In cases of governments, large companies, and/or high-risk Insureds, providing adequate and usually expensive liability protection often involves unique, multi-carrier packages which may also include initial tiers of ‘self-insured’ retentions, for instance.
It comes down to exposures, premiums, and the budget considerations
– as it would with any ‘business’ interested in controlling costs.
Also, lets’ not confuse rights with duties.
Governments have duties.
Citizens have both rights AND duties.
Jill,
I do, within reason.
Vincent,
Just because something is the law doesn’t mean that it’s a good law. The man’s breaking the law, that’s obvious, but is he breaking a just law?
Again, my problem is not with X determining the training is necessary for employment by X (even if X=government). My problem with the State of California telling all possible Xs that they need to require it.

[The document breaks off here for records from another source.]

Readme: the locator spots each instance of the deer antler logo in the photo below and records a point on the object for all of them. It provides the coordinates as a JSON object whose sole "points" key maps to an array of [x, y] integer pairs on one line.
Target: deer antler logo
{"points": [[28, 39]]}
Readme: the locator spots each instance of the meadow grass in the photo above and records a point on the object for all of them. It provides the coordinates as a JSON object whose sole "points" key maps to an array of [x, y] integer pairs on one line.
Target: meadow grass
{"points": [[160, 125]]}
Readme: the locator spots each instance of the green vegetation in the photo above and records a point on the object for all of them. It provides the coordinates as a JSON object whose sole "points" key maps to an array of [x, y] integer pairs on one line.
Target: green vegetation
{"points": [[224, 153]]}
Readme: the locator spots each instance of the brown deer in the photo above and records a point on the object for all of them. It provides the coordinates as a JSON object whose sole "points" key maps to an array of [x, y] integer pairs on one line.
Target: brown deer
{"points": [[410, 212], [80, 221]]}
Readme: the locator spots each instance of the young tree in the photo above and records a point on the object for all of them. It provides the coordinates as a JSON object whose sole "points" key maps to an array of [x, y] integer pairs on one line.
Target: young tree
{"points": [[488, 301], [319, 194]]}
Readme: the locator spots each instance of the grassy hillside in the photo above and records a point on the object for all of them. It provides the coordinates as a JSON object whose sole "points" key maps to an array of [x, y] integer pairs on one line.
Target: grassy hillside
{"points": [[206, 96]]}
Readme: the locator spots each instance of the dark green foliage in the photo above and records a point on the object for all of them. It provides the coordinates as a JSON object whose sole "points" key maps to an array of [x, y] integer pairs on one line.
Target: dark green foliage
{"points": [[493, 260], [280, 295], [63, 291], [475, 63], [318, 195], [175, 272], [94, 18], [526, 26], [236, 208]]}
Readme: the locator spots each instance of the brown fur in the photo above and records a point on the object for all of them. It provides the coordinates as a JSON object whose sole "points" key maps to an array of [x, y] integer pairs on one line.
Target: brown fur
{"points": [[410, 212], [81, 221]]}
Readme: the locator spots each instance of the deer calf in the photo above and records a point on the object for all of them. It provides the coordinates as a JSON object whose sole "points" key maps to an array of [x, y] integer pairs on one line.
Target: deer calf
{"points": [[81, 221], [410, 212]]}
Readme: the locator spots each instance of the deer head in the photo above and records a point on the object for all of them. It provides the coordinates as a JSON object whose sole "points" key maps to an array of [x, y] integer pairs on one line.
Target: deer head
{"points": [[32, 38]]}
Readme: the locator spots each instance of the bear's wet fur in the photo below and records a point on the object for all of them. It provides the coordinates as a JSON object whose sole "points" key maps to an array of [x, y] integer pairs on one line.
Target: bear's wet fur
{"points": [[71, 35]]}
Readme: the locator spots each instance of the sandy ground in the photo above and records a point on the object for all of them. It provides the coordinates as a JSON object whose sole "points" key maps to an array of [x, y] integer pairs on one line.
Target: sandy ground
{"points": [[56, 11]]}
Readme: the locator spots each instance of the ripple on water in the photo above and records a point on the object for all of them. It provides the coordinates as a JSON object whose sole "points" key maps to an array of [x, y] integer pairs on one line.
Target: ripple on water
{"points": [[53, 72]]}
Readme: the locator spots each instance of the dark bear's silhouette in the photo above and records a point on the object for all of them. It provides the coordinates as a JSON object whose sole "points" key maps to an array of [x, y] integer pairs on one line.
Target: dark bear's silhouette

You also have a point on how X should train it’s cashiers and management. That doesn’t mean that the State of California has any right to tell X that they should train their cashiers and management that way. Why do I have a problem with that? Because at that point it’s the Government FORCING someone to do something (admittedly through a third party) because they MIGHT break the law in the future. That sounds an awful lot like anticipatory punishment to me.
There are plenty of things that are a good idea for a business to do, but they don’t all need to be mandated by law.
Well, Gyges, the people of California passed the law, so it was up to them to determine if there was a pressing need. I think Jill and Patty have given good examples of the problem.
You now seem to agree that it has nothing at all to do with criminal punishment, and that is a plus.
And about mespo’s argument that this is like training people refrain from stealing? This is not solely about the empoyees, but also about the bosses. We could train managers and supervisors on methods to prevent cashiers from stealing, and there would be no problem. So why not train them to prevent harassment in the workplace? So mespo’s argument falls flat.
The mandatory CLE is exactly on point, and has not been rebutted. In fact, it often includes training in legal ethics. There is no requirement that mandatory training be a part of a licensing process. And it does resemble OSHA safety and fire training very closely.